Hannah Rose Johansen (they/she/he) is a multidisciplinary artist from San Diego whose practice spans oil painting, performance, installation, illustration, printmaking, and digital media. Their work investigates embodiment, desire, monstrosity, illness, gender, and myth—often through sensuous, maximalist surfaces and emotionally charged imagery.


Johansen holds a B.A. in Studio Art from UC San Diego (2014) and completed the Museum Studies program at San Diego Mesa College. Their work has been exhibited throughout San Diego and Los Angeles, including the San Diego Art Institute, Mandell Weiss Gallery, Spooky Place, World Beat Center, and Kristine Schomaker’s Shoebox Gallery. They are also a member of FIG, a feminist collective committed to community-focused artmaking, mutual support, and social practice.


Their creative research includes chronic illness, especially endometriosis, and the ways pain reshapes identity and self-image. Alongside this inquiry, Johansen draws from Japanese language studies, astrology, Tarot, queer theory, speculative fiction, and kitsch. Their practice moves fluidly between fine art and popular culture, merging oil paint with stickers, washi tape, holographic materials, and ritualistic performance.

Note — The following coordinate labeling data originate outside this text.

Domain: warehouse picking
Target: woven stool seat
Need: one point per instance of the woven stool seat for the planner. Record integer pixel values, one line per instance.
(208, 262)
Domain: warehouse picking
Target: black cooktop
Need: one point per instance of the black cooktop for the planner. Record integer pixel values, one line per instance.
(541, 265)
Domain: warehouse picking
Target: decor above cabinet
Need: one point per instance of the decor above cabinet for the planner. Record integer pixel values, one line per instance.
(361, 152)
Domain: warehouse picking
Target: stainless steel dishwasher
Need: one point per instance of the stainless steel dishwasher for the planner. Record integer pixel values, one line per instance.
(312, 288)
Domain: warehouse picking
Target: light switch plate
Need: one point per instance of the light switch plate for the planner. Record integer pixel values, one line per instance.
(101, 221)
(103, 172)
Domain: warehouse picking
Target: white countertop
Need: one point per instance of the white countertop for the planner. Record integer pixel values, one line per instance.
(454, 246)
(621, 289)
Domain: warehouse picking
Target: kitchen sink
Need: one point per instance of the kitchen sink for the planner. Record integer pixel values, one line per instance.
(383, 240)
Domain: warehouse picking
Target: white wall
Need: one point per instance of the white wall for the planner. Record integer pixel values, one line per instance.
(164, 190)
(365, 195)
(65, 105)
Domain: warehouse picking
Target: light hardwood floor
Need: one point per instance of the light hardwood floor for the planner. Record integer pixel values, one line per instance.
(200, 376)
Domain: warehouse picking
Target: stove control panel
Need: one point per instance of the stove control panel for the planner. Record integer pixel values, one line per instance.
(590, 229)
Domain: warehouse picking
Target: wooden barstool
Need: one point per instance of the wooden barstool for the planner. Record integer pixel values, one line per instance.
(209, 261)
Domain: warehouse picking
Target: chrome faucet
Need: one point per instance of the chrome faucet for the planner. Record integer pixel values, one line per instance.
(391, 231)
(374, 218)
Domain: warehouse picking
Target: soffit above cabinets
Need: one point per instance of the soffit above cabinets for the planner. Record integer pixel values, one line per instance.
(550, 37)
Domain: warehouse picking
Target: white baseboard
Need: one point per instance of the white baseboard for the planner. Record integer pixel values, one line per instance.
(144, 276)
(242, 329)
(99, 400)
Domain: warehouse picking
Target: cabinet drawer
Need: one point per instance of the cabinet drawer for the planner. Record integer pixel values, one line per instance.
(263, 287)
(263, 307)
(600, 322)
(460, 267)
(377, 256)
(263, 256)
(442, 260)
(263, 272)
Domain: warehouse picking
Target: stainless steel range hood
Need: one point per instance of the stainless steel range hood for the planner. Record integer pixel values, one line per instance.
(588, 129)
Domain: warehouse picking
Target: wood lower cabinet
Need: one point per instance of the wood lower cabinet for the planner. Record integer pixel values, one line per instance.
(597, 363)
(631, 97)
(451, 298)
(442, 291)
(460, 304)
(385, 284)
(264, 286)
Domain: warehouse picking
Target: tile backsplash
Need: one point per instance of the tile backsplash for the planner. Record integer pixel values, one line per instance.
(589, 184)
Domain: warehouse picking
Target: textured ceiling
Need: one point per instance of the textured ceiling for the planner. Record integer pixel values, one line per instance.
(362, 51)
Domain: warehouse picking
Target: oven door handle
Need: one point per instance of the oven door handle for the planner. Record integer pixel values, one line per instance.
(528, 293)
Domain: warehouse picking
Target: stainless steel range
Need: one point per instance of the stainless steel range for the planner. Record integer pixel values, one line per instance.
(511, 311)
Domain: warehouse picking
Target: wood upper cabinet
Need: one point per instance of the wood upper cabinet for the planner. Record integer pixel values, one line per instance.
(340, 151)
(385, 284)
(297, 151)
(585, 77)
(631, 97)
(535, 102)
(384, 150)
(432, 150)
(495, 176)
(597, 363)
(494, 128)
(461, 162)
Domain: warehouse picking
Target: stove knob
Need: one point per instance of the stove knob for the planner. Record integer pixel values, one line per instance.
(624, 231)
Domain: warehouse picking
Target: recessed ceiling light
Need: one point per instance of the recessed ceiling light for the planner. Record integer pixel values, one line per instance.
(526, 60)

Johansen currently works from their outdoor studio in San Diego, continuing to develop bodies of work that merge vulnerability, humor, and mythic symbolism.

ARTIST STATEMENT


My work lives at the intersection of pain, pleasure, myth, and the monstrous. Across painting, performance, installation, and illustration, I explore how the body becomes a symbol—something to question, adorn, distort, celebrate, or reclaim.


Chronic illness is a primary engine of my practice. Endometriosis, diabetes, and long-term pain shape both the content and the physicality of how I work. I render disabled and ill bodies with vibrant, seductive color to pull the viewer close before confronting them with discomfort, empathy, or recognition. Illness becomes myth; anatomy becomes landscape; the self becomes an alien, a demon, a deity, or a creature caught between worlds.

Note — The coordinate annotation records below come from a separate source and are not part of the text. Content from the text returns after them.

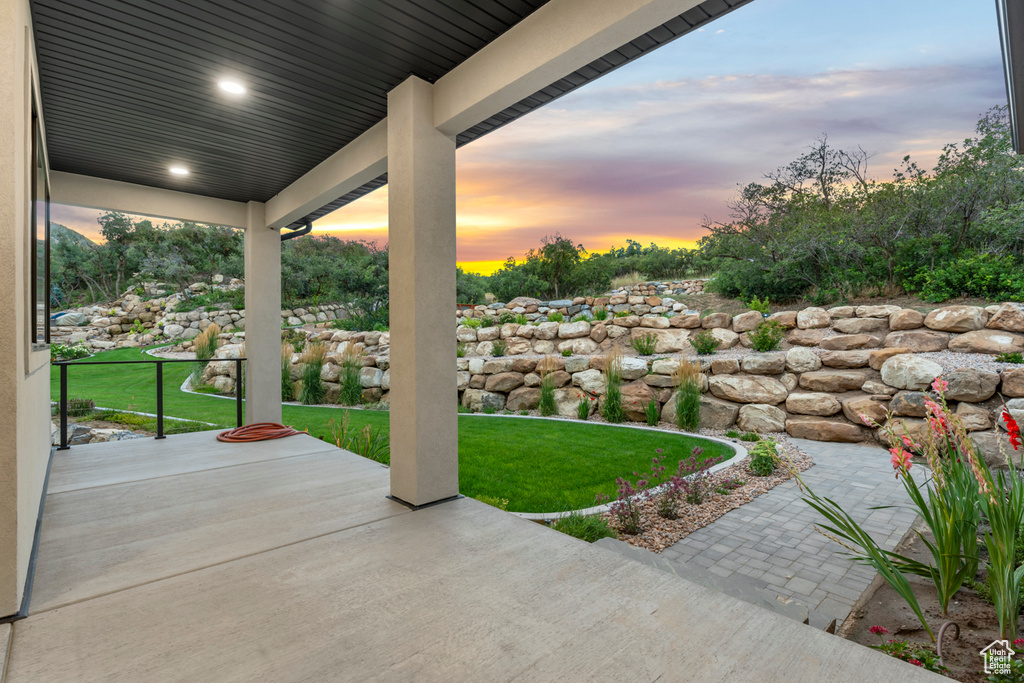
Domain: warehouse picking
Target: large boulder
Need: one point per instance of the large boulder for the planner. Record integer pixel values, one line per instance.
(764, 364)
(479, 400)
(987, 341)
(857, 408)
(762, 419)
(974, 418)
(504, 382)
(847, 342)
(802, 359)
(918, 341)
(1013, 382)
(877, 311)
(906, 318)
(820, 429)
(812, 318)
(909, 372)
(994, 447)
(523, 398)
(806, 337)
(857, 358)
(715, 414)
(956, 318)
(861, 326)
(748, 389)
(908, 404)
(833, 381)
(971, 385)
(812, 402)
(1010, 316)
(747, 322)
(713, 321)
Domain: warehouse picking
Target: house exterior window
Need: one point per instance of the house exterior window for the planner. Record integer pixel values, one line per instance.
(40, 239)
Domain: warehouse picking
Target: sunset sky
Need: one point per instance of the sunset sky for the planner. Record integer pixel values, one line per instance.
(648, 151)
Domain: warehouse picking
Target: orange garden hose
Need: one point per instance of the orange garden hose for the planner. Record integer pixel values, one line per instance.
(259, 431)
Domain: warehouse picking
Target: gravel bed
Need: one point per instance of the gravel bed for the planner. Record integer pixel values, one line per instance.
(659, 534)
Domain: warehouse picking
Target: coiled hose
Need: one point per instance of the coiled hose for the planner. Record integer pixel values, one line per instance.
(259, 431)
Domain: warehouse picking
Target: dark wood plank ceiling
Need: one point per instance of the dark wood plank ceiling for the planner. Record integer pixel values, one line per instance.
(130, 86)
(690, 20)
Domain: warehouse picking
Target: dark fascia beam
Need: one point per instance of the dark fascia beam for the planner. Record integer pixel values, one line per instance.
(1011, 17)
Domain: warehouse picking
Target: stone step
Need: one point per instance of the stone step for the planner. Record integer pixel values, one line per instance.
(742, 588)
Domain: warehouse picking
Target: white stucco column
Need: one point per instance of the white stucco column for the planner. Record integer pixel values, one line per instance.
(421, 236)
(262, 254)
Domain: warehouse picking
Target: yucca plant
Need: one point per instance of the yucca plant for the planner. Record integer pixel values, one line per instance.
(689, 381)
(351, 368)
(312, 391)
(612, 407)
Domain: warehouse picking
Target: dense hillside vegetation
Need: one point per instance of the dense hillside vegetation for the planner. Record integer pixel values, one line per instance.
(818, 227)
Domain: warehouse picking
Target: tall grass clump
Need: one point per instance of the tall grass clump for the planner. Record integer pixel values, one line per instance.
(205, 346)
(689, 380)
(546, 369)
(287, 388)
(312, 391)
(351, 368)
(612, 407)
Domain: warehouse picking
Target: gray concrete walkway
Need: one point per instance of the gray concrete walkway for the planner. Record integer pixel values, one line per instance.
(772, 540)
(188, 560)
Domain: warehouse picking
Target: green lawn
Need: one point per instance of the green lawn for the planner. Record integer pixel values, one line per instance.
(537, 465)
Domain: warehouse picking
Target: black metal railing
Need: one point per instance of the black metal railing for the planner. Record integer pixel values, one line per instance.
(159, 363)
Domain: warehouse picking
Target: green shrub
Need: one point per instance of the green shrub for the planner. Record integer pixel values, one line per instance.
(767, 336)
(689, 381)
(350, 390)
(312, 391)
(583, 408)
(644, 344)
(585, 527)
(760, 305)
(78, 408)
(763, 458)
(705, 342)
(612, 406)
(495, 502)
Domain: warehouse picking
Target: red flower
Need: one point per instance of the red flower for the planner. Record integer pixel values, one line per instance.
(1012, 428)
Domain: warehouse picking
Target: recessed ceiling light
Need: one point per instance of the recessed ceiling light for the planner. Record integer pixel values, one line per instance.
(231, 87)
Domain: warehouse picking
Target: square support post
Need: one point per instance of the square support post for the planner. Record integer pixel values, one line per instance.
(421, 237)
(262, 256)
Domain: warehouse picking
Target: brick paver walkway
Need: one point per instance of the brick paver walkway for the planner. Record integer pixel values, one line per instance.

My performance work uses my physical body as a site of ritual and parody. In Ozempic and the Magic Mukbang Moment, I staged a tableau of consumption, medication, and shame in a golden bikini—exaggerating the absurd intimacy between chronic illness, hunger, and public spectacle. Pieces like Black Mass, Orthohorror, and Self as Goddess II blend humor, ritual, and kitsch to explore how gender and identity shift under scrutiny.


Installation extends this mythology into space. Works like Qurio Operating Table reinterpret African Nkisi nail fetishes and medical iconography, merging corpse painting, vinyl “skin,” rusty nails, and handmade structures. THE LIST transforms anonymized accounts of harm into shimmering, bureaucratic artifacts. Tulleh reimagines the monstrous feminine as towering and tender—an eleven-foot orc woman glowing with vulnerability.

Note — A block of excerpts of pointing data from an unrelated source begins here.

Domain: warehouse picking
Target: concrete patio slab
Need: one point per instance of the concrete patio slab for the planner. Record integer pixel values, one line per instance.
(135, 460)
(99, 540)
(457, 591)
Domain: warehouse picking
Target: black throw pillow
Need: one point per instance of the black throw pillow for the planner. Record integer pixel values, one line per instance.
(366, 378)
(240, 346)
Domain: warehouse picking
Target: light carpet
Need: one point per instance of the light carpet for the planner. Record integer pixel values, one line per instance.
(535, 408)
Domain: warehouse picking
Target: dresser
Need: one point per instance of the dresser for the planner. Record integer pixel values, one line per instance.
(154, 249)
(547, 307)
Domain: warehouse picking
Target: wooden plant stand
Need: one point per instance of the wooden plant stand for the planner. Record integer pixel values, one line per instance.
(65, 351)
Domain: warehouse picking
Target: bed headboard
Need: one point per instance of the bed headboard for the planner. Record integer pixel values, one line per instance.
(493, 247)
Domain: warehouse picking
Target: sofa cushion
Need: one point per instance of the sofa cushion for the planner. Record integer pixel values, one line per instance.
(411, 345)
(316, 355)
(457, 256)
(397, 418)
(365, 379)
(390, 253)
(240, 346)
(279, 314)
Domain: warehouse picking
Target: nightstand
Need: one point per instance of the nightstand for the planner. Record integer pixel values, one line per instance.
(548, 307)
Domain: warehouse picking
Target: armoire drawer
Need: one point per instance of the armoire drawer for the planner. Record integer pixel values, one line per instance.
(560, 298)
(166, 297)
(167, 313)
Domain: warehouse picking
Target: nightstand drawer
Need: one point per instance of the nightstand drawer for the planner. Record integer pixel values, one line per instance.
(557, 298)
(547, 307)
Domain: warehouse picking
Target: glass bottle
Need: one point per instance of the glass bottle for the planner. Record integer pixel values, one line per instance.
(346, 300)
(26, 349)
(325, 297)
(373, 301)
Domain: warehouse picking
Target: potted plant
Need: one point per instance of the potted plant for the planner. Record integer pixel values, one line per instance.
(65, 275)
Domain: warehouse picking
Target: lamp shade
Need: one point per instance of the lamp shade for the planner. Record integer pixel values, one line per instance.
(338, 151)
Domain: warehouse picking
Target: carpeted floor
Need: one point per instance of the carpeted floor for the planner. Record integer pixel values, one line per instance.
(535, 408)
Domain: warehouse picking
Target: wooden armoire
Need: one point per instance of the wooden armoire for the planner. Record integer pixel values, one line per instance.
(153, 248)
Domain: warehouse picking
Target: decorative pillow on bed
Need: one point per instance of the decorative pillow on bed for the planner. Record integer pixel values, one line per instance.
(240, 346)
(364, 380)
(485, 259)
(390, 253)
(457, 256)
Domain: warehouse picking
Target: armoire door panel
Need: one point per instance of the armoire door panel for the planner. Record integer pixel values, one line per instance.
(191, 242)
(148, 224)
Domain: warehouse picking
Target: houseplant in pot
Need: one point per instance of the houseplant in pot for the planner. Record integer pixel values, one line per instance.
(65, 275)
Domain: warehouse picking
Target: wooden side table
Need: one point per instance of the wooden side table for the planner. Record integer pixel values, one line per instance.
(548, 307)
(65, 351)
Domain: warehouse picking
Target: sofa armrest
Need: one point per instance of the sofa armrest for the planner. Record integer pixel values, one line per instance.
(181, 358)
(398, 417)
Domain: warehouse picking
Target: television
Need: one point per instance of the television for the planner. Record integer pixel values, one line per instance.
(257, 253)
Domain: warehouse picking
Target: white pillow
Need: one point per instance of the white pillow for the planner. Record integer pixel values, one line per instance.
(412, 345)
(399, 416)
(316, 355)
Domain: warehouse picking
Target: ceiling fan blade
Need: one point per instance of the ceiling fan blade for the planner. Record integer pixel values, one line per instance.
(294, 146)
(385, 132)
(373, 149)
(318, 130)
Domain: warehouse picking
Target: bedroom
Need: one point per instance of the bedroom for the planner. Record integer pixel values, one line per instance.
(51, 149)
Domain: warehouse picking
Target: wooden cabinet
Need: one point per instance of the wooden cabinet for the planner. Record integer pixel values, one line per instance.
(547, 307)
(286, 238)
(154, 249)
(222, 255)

Across all mediums, I draw from Jungian archetypes, Tarot, astrology, and Japanese media, using these symbolic systems as connective tissue. They offer language for desire, identity, gender fluidity, and the surreal elasticity of the self.


Ultimately, my work asks:

What does it mean to inhabit a body that feels both sacred and broken, erotic and monstrous, tender and terrifying?

I use color, humor, ritual, and fantasy to build spaces where those contradictions can coexist—and where viewers might recognize pieces of themselves within the spectacle.